Received 12th February 2026 , Accepted 20th April 2026

First published on 30th April 2026


Abstract

Machine-learning force fields (MLFFs) are reshaping computational chemistry and biology by delivering near-quantum mechanical accuracy at a computational cost comparable to conventional force fields, enabling applications in biomolecular simulation, catalysis, and materials science. However, despite these advances, a unified and automated computational platform enabling the broader application of MLFFs is still lacking. Here, we present MAPLE (MAchine learning Potential for Landscape Exploration), a computational toolkit specially developed for MLFF-based molecular modeling, featuring a tailored software framework and parallelized algorithms for large-scale and versatile molecular modeling tasks. We demonstrated the robustness and usability of MAPLE through systematic benchmarking of state-of-the-art reactive MLFFs and applications to multiple biocatalytic scenarios, highlighting its capability for fast yet accurate simulation of catalytic reactions. By integrating accurate and efficient MLFFs with parallelized algorithms in a highly optimized and flexible software framework, MAPLE serves as a next-generation, physically informed, machine-learning-driven molecular modeling platform with broad applicability to rational catalyst design and drug discovery.


1 Introduction

The development of molecular mechanics force fields (MMFFs) has enabled atomistic simulations of molecular systems,1,2 providing a foundation for studying molecular interactions,3 biomolecular conformations,4 and catalytic mechanisms.5 Despite these successes, the applicability of MMFFs remains intrinsically limited by their simplified functional forms, which are not suitable for studying nonequilibrium systems and struggle to capture chemically complex phenomena, particularly bond breaking and formation. In contrast, quantum mechanical (QM) methods provide a more rigorous description of these effects, but at a substantially higher computational cost, thereby limiting QM simulations to relatively small systems and short timescales.

During the past decade, machine-learning force fields (MLFFs) have substantially narrowed the gap between conventional MMFFs and QM methods by learning potential energy surfaces (PESs) directly from QM data, achieving near-QM accuracy at computational cost of the MMFF-level.6–8 Among them, the AIMNet2 family has demonstrated robust performance in a wide range of chemical scenarios, including catalysis9,10 and biomolecular simulations.11 More recently, the release of the Open Molecules 2025 dataset (OMol25)12 enabled the training of the Universal Model Atom (UMA),7 a large-scale MLFF that covers 83 elements and is capable of describing chemical reactions and open-shell systems. Together, these advances represent an important step toward a universal MLFF.
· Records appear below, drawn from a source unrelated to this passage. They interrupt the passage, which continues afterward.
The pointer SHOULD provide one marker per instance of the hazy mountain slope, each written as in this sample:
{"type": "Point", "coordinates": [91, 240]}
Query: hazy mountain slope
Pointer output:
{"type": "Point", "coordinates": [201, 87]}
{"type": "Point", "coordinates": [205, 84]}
Despite rapid progress in MLFFs, their practical deployment remains constrained by the lack of dedicated, MLFF-native computational infrastructures. Most existing toolkits, such as Sella,13 MLatom 3,14 and the Atomic Simulation Environment (ASE),15 are designed as general-purpose frameworks and are not specifically optimized for MLFF-driven workflows, and also do not fully leverage a key advantage of MLFFs: their suitability for large-scale parallel evaluation across large ensembles of molecular systems. This capability, which enables high-throughput molecular simulations, can be realized through parallel optimization algorithms. This limitation becomes especially pronounced for reaction discovery and pathway sampling, where the intrinsic parallelism of MLFFs could enable high-throughput exploration across multiple configurations, intermediates, or reaction channels. A representative example is the batched nudged elastic band (B-NEB) method,9 which demonstrates how an MLFF can be coupled with parallel algorithms to efficiently explore reaction pathways. However, effective use of current toolkits depends heavily on users' programming skills, creating a high technical barrier that restricts accessibility beyond specialist developers and hinders broader adoption in applied and industrial settings. Together, these challenges highlight the urgent need for MLFF-native software infrastructures that are both GPU-oriented and user-friendly, supporting advanced parallel algorithms while remaining practical for a broad research community.

In this work, we developed MAPLE (MAchine learning Potential for Landscape Exploration), a computational platform specifically designed to enable the effective application of MLFF across diverse research fields. The current release of MAPLE offers a comprehensive set of core capabilities, including single-point energy calculations, geometry optimizations, PES scans, transition state (TS) searches, and frequency analyses. We demonstrated the robustness and reliability of MAPLE's core algorithms in transition state optimizations using three general-purpose reactive MLFFs. We further applied MAPLE to investigate enzymatic catalysis across three distinct enzymes and their corresponding mutants, demonstrating that the platform consistently predicts accurate potential energy profiles and reliable geometric structures in catalytic processes. These results underscore MAPLE's potential to enable efficient, interpretable, and high-resolution computational molecular design. We envision MAPLE as a next-generation MLFF-based computational chemistry platform that not only broadens their applications but also provides a foundation for developing advanced MLFF algorithms, ultimately reshaping the computational paradigm of the field.

2 Results

2.1 The MAPLE framework

MAPLE is a molecular modeling platform developed from scratch, designed to provide a unified and extensible framework for modern MLFF-based molecular modeling. MAPLE consists of three core components (Fig. 1a): an Input Reader, a Machine-Learning Potential (MLP) Initiator, and a suite of task modules.
image file: d6sc01279e-f1.tif
Fig. 1 Overview of the MAPLE framework and its parallelized MLFF-based algorithms. (a) Schematic architecture of the MAPLE platform. (b) Parallelized optimization workflow implemented in MAPLE. Batched molecular systems are processed concurrently via GPU-accelerated MLFF inference and a batch L-BFGS optimization algorithm.

The Input Reader serves as the central control unit of MAPLE, translating user-defined inputs into customized computational workflows, including task selection, parameter setting, and device allocation. Unlike conventional computational chemistry packages, MAPLE supports concurrent loading of multiple molecular systems in various coordinate formats, enabling efficient parallel execution. The Input Reader further integrates post-modification utilities for enforcing structural constraints, such as fixed coordinates or bond lengths, as well as a built-in explicit solvation builder. Leveraging the efficiency of MLFFs, MAPLE enables routine simulations of large systems and supports explicit treatment of various solvent effects by providing a library of nearly one hundred equilibrium explicit solvent environments.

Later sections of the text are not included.